Between 1.4 and 1.6 million automobiles are stolen in the United States every year. The National Insurance Crime Bureau (NICB), a private investigative organization, estimates that 200,000 of these vehicles, valued at approximately $1 billion, are taken out of the United States. This serious property crime results not only in the loss of personal vehicles but in higher insurance rates as well. In fiscal year 1997, Customs recovered 2,119 stolen vehicles worth over $35 million.

Law enforcement agencies will mount increased efforts to interdict these stolen vehicles at our nation's borders, and the Department of State is intensifying its efforts to increase the number of treaties that provide for the return of these vehicles to the rightful owners when they are discovered in foreign countries. To this end, the Department of State has negotiated, and will continue to negotiate, stolen vehicle recovery treaties with those countries -- primarily in Latin America and Central and Eastern Europe -- into which the majority of stolen U.S. vehicles are smuggled. The FBI is also working with Customs officials to process quickly the vehicle identification numbers of cars presented for export at our nation's seaports and to identify and stop those that have been reported stolen. New technology currently being tested at the Port of Miami also shows great promise. It allows inspectors to scan a cargo container for the presence of a car while the container is being weighed, a process that does not delay the flow of commerce. The Department of the Treasury is working with Mexican government officials representing the commerce and finance ministries on a four-part program to improve control over legitimate movement of automobiles across the border and to deal with large scale trafficking in stolen automobiles.
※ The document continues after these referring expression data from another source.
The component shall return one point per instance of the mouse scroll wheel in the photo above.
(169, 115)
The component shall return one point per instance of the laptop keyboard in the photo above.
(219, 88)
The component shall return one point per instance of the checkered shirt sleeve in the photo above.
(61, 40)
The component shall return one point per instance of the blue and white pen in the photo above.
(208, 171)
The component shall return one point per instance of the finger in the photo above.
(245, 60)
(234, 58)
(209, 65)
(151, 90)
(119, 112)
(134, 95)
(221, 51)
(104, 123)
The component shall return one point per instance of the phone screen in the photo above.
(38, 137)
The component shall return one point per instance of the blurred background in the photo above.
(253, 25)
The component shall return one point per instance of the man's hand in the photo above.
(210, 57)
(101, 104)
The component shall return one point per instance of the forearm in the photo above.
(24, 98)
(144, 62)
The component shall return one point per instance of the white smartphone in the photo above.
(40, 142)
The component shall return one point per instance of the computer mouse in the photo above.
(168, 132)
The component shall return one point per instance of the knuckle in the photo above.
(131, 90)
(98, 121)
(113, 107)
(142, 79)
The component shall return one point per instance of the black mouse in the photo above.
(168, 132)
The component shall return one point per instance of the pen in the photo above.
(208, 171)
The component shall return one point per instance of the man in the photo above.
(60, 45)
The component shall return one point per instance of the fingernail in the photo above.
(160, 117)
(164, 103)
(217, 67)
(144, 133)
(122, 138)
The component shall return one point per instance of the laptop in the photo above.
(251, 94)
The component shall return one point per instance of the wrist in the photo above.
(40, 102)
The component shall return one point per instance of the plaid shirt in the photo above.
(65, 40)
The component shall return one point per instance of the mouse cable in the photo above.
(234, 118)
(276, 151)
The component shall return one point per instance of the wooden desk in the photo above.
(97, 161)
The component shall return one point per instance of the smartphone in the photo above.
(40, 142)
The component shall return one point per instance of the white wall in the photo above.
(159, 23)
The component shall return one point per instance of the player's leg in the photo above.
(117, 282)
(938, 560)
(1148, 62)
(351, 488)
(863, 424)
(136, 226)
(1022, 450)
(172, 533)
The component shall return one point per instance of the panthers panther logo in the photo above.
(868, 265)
This cooperative effort will include Mexican access to information on vehicles reported stolen in the United States.

4. Seek New and Stiffer Criminal Penalties for Smuggling Activities

The Problem of Portrunning

As law enforcement officials make it tougher for criminals to slip undetected across our borders, smugglers are becoming increasingly daring in their willingness to confront inspectors head on. Such activity includes "port-running," intentionally evading inspections by driving through ports of entry without stopping, which puts federal officials and civilians alike at risk of injury. The Administration has successfully used construction of physical barriers in the fight against port- running. More must be done to deter and punish this dangerous practice. Similarly, if a suspect vessel fails to "heave to," that is, to slow to facilitate a law enforcement boarding, the Coast Guard must first fire a warning shot across the bow and then disable the vessel if it does not respond. While there are civil penalties for failing to respond to a "heave to" command, no criminal equivalent currently exists to cover such activity or crimes of violence committed in the course of evading border controls. The proposed ICCA would establish a specific criminal penalty for port-running, as well as enhancing existing criminal penalties for related activities. Such penalties are needed to deter vessels from fleeing Coast Guard, INS and Customs interdiction efforts and jettisoning contraband and evidence in the process. Legislation is also required that would punish individuals who provide false information to boarding officials. Sanctions are needed to compel individuals to provide truthful data regarding the vessel's destination, origin, ownership, registration, nationality, cargo and crew.